Anna is available from: ftp://anna.stanford.edu/pub/anna
Eiffel is a pure object-oriented language featuring multiple inheritance, polymorphism, static typing and dynamic binding, genericity (constrained and unconstrained), a disciplined exception mechanism, systematic use of assertions to promote programming by contract, and deferred classes for high-level design and analysis.
See "A Practical Approach to Programming with Assertions" in Vol 21, No. 1, January 1995 of IEEE Transactions on Software Engineering for an interesting paper describing APP. Unfortunately the APP tool doesn't seem to be freely available (I'm willing to be corrected on this). Note that any similarity between my examples and David's are due to morphic resonance.
To quote from http://www.sunlabs.com/research/adl/
:
ADL (Assertion Definition Language) is a specification language for programming interfaces. It can be used to describe the programmer's interface to any C-callable function, library or system call.The Practical Specification Language.

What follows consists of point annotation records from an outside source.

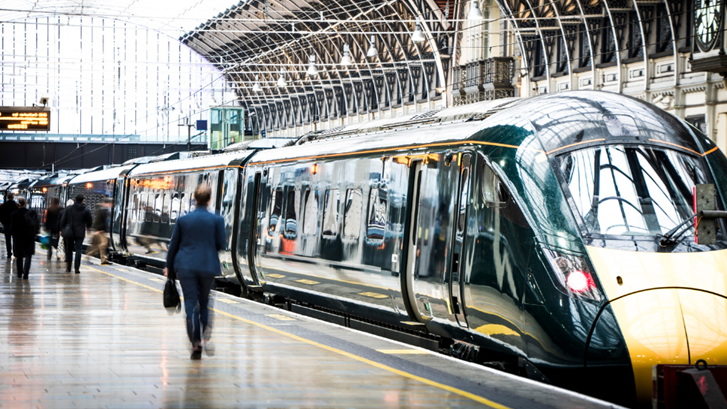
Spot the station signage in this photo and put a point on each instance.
(24, 119)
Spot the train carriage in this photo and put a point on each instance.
(508, 229)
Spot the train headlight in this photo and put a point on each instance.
(572, 275)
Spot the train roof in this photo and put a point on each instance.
(568, 120)
(199, 163)
(52, 180)
(104, 174)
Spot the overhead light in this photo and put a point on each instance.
(475, 12)
(346, 59)
(312, 70)
(373, 52)
(418, 36)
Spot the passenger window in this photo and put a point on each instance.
(277, 209)
(352, 213)
(330, 213)
(174, 214)
(310, 215)
(291, 212)
(376, 226)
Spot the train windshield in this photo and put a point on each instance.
(622, 190)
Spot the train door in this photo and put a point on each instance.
(460, 233)
(256, 235)
(433, 249)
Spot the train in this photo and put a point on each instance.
(529, 232)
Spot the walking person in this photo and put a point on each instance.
(52, 225)
(74, 222)
(99, 241)
(24, 226)
(6, 210)
(193, 259)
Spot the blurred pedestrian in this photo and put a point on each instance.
(52, 225)
(6, 210)
(193, 259)
(24, 226)
(74, 222)
(99, 241)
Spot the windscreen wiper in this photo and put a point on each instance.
(673, 235)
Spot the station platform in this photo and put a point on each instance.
(102, 339)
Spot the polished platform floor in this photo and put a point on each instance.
(101, 339)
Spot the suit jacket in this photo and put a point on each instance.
(196, 239)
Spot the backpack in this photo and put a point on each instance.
(31, 222)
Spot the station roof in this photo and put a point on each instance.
(163, 15)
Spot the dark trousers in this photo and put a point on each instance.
(71, 246)
(8, 240)
(196, 292)
(23, 266)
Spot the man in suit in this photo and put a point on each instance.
(6, 210)
(24, 226)
(193, 259)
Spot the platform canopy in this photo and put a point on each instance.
(162, 15)
(304, 61)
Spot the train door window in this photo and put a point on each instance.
(185, 204)
(276, 207)
(464, 198)
(157, 203)
(291, 212)
(352, 213)
(148, 210)
(165, 207)
(376, 226)
(134, 206)
(174, 213)
(310, 213)
(330, 213)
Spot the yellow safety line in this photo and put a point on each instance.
(460, 392)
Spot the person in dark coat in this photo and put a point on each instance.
(99, 241)
(74, 222)
(24, 226)
(6, 210)
(193, 258)
(52, 224)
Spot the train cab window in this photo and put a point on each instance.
(330, 213)
(497, 197)
(291, 212)
(165, 207)
(158, 198)
(174, 212)
(310, 213)
(352, 213)
(276, 207)
(376, 224)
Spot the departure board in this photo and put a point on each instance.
(24, 119)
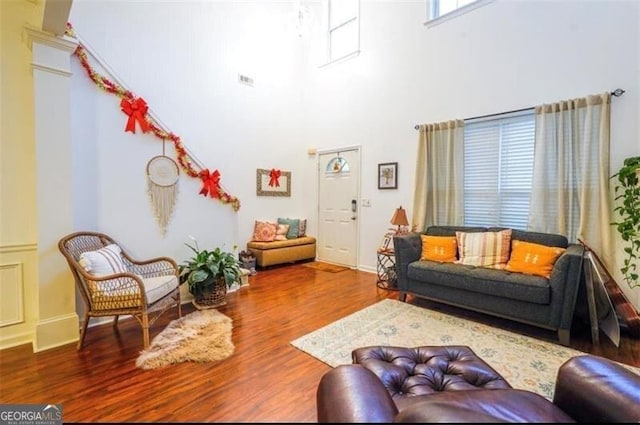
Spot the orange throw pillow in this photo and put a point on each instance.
(264, 231)
(532, 258)
(439, 248)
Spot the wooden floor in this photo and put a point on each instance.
(265, 380)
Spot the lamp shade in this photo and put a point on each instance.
(400, 217)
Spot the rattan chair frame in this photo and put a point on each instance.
(122, 293)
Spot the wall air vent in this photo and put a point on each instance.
(245, 79)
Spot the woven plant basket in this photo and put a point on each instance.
(215, 298)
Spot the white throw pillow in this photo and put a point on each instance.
(104, 261)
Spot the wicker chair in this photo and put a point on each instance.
(142, 289)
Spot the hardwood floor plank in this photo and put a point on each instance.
(265, 380)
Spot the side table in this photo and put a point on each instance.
(386, 269)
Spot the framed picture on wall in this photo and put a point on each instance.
(388, 175)
(273, 182)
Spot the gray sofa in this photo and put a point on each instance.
(546, 303)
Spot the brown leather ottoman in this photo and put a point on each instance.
(408, 372)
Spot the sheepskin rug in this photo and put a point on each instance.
(200, 336)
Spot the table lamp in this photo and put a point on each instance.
(399, 219)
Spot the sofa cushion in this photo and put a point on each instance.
(493, 406)
(548, 239)
(439, 248)
(485, 249)
(451, 230)
(531, 258)
(306, 240)
(500, 283)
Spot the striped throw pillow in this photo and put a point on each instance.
(484, 249)
(104, 261)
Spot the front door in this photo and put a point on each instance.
(338, 195)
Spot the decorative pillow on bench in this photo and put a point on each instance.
(264, 231)
(294, 226)
(532, 258)
(439, 248)
(484, 249)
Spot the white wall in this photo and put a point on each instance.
(184, 57)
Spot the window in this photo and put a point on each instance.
(343, 29)
(440, 10)
(498, 170)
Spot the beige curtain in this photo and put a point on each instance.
(570, 193)
(437, 199)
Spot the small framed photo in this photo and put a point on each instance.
(273, 182)
(388, 175)
(387, 243)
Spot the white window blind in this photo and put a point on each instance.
(343, 29)
(498, 167)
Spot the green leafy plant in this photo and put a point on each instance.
(627, 199)
(205, 268)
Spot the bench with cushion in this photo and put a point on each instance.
(282, 242)
(280, 252)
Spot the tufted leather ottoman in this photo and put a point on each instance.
(408, 372)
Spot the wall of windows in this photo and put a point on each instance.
(498, 170)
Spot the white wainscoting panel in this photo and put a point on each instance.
(11, 294)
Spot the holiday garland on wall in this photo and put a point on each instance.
(137, 110)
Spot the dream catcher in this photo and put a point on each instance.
(162, 186)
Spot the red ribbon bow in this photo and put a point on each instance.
(137, 110)
(210, 183)
(275, 175)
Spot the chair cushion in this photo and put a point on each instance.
(158, 287)
(104, 261)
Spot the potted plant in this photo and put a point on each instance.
(209, 274)
(627, 196)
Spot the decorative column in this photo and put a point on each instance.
(57, 322)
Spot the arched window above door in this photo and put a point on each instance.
(337, 165)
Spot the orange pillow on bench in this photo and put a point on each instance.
(264, 231)
(532, 258)
(439, 248)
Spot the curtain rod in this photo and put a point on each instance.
(616, 93)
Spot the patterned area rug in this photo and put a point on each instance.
(526, 363)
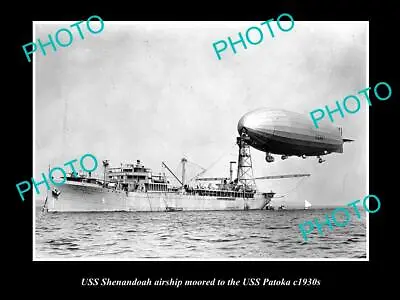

ADL is the world's most practical specification language because:
- Even partial specifications are useful
- Test programs can be automatically generated from ADL specifications
- Specifications are external to the implementation of the interface, so that they are vendor-independent.
An Automated Test Generator.
An ADL specification is not just a paper document. It can be compiled by ADLT (the ADL translator). ADLT generates:
- Header files, that can be used in an implementation
- Test programs, that ensure that any implementation meets the specification
- Natural-language documentation, derived directly from the specification
ADLT can be used:
As a test generator, to create tests for existing software or for existing standards As a development tool, to ensure that documentation, software, and tests are aligned, and to enable concurrent work on all three aspects of software production.
Nana is essentially a poor mans implementation of some of these ideas which works for C and C++. Ideally in the best of all possible worlds you might want to look at Eiffel or in the military world Ada and Anna. If you use TCL/TK you might also be interested in Jon Cook's ‘AsserTCL’ package.